Okay, granted, I'm sure the author lives in LA or NYC or some other grand cosmop city and wouldn't know our little store from a hole in the wall, but we had a fairly significant group of transgendered or genderqueered individuals who came in to shop, specifically on the nights when Shirleen and I were there, because we treated them just like every other customer.

A lot of the other girls would point and laugh and whisper behind their hands, or just avoid them altogether.

I can't imagine how difficult it must be someone who is not considered a "traditional" female to walk into a women's clothing store to shop. There's no need to make it harder on them by laughing at them.

That kind of behavior really gets my goat, mostly because it's childish, but also because it's just plain rude.
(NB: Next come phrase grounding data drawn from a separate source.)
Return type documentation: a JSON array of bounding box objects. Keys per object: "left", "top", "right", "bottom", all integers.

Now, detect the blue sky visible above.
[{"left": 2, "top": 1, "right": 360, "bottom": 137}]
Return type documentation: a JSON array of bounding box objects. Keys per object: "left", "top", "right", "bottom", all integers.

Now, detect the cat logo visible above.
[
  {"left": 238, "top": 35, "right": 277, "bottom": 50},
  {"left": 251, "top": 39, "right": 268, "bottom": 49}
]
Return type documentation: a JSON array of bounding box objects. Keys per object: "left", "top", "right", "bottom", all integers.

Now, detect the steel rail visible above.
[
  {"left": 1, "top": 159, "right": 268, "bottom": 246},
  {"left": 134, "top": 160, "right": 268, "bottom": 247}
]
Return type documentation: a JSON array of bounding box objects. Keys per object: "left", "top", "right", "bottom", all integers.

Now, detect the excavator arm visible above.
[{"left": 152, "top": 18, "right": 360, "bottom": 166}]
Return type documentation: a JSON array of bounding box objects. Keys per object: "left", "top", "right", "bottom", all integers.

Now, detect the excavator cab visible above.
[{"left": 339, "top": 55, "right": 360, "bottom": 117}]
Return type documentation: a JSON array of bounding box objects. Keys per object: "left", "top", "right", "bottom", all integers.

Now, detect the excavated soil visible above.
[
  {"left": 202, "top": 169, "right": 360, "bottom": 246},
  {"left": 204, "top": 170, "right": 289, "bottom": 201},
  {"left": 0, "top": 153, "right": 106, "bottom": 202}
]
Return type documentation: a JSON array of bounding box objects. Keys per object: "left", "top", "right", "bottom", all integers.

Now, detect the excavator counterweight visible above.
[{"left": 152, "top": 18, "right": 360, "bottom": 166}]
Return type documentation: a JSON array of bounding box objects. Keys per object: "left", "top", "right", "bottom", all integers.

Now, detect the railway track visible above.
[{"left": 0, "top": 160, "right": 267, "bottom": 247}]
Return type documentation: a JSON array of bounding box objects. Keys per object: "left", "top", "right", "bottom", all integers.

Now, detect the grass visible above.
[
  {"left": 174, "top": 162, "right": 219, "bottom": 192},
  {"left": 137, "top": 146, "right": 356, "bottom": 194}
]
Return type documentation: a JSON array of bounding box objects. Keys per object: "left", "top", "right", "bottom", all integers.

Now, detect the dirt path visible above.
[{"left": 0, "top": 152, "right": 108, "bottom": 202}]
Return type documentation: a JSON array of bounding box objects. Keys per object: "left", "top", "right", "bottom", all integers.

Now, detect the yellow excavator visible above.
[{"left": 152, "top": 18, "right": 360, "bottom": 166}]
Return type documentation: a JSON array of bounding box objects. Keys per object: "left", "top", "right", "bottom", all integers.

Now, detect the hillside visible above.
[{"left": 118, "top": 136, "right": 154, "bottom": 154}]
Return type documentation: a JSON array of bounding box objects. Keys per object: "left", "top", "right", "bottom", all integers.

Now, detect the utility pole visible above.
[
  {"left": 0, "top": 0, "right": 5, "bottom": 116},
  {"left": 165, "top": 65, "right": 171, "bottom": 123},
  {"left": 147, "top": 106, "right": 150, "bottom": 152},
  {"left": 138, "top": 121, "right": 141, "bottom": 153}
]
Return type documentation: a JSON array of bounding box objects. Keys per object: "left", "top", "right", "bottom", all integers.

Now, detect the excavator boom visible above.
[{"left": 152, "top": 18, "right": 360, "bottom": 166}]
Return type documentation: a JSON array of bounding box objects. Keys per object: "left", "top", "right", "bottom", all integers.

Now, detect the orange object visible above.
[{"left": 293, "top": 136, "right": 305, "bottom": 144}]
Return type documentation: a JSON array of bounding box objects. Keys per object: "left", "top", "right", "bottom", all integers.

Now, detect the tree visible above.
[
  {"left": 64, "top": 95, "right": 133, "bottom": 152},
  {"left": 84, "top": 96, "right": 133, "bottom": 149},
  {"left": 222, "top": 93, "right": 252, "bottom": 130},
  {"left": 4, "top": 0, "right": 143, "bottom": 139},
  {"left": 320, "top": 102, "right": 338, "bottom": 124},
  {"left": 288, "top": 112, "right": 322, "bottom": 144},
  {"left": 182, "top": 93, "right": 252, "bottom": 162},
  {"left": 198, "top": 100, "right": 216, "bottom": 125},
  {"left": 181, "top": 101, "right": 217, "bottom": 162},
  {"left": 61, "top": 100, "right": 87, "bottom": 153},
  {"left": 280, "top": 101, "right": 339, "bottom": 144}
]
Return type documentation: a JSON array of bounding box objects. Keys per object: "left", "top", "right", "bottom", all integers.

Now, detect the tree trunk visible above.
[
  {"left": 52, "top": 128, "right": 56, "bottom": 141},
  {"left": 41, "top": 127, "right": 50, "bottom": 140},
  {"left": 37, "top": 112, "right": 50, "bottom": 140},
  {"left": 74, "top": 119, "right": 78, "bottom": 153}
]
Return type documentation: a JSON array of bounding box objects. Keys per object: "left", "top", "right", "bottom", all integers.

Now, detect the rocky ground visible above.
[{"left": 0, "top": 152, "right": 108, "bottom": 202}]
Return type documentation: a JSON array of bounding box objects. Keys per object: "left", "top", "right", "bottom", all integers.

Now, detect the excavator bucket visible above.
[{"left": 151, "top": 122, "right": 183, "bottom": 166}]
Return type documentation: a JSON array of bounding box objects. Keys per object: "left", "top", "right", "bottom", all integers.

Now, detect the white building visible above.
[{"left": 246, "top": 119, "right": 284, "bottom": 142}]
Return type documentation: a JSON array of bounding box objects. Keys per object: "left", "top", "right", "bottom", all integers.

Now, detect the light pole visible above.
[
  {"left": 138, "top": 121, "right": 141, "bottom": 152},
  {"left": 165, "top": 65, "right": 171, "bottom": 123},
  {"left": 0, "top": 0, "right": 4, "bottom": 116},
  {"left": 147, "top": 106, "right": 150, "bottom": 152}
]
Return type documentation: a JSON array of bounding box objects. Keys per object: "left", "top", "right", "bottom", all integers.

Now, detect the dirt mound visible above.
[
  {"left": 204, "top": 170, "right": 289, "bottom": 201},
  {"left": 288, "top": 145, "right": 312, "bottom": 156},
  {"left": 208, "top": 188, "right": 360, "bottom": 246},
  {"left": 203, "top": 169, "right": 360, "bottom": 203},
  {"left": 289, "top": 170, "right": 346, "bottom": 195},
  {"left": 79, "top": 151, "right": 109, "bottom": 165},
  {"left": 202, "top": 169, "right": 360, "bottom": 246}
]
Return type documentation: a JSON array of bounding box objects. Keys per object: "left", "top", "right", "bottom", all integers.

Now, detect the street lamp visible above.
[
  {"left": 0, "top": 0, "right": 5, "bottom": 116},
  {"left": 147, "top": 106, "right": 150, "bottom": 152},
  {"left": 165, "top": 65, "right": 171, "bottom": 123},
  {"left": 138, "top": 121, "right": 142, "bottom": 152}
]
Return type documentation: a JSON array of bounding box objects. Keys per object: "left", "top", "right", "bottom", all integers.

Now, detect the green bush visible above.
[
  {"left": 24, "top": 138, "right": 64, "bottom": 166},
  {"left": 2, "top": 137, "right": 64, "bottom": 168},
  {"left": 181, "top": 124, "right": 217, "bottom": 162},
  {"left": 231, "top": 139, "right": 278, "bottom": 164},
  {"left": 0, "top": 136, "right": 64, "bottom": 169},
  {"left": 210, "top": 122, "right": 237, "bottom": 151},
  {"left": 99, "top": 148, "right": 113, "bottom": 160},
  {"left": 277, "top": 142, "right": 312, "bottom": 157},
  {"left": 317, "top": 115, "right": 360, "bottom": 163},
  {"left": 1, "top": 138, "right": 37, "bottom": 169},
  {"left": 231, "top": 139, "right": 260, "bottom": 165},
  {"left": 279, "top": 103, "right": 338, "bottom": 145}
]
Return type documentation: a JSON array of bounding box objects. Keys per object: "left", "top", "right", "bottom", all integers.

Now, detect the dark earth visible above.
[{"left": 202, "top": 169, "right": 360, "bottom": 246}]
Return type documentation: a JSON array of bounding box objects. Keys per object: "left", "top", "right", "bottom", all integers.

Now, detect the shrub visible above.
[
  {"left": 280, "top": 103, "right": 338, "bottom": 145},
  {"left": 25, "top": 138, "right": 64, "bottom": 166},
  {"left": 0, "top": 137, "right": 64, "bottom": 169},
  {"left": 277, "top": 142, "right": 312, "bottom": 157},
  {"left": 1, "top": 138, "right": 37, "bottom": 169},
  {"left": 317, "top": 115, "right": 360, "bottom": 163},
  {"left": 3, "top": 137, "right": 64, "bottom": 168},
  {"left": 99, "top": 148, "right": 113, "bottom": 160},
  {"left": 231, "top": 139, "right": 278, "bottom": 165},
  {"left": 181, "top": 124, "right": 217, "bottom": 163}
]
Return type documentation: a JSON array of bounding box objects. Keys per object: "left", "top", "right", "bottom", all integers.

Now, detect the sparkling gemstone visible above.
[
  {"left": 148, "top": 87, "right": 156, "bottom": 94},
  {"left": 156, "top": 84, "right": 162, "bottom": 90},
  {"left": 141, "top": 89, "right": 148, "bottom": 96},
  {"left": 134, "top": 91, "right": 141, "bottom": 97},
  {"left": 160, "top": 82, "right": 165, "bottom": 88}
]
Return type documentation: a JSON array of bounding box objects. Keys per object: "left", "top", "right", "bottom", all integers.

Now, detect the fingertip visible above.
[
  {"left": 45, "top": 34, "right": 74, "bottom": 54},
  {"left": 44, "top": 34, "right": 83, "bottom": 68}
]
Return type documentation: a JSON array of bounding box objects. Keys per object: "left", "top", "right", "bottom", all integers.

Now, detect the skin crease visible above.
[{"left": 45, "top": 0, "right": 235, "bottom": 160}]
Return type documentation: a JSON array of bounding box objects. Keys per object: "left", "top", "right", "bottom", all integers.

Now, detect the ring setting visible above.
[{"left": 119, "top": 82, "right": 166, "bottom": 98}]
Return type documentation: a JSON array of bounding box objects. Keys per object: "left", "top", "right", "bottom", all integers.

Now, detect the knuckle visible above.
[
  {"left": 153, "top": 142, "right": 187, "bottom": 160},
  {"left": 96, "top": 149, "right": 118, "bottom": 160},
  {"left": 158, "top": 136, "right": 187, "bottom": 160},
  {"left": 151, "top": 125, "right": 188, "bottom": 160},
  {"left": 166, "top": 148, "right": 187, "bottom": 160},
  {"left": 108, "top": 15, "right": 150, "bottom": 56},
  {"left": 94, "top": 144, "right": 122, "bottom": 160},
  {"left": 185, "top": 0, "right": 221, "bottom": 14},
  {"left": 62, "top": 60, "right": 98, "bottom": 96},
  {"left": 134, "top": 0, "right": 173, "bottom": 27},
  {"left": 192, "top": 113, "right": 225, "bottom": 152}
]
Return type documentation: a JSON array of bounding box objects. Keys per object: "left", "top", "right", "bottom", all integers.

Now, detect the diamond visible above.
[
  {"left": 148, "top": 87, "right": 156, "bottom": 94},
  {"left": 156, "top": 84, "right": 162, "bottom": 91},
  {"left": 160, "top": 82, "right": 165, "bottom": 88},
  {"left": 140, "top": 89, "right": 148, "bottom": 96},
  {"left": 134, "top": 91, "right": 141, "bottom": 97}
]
The employees were all over 21, and it's not like these were the first people they'd ever seen who dressed like members of the opposite sex for whatever reason.

I'm perfectly willing to admit that I don't always get the political terminology correct. I'm never sure if it's okay to say "transvestite" anymore, or if that's on the list of proscribed terms. And sure, it's human nature, I think, for people to like categories. We like to be able to pigeonhole people, even as we want to identify ourselves as belonging to a certain group or groups. And I suffer from the alarming tendency to choose the absolute WORST POSSIBLE insult when I lose my temper, which happens more often than it should. But I like to think that I'm trying, at least.

I used to tell my best friend John, after he came out, that if he starting acting more feminine than me, then we'd have problems.

And then I realized... duh! Why? Why would we have problems? Does his flamboyant gayness threaten my self-identified femininy?

It's always been easy for me to look past certain stereotypes. I've never judged anyone based on who they love. Why should I judge someone based on the assumed gender, as determined by how the person dresses?

You know, it wasn't that long ago that female teachers in my schools were criticized for wearing pants instead of skirts. And this was in 1985!

In some ways, we've come so far, and in other ways?

Still got a loooooooooong way to go.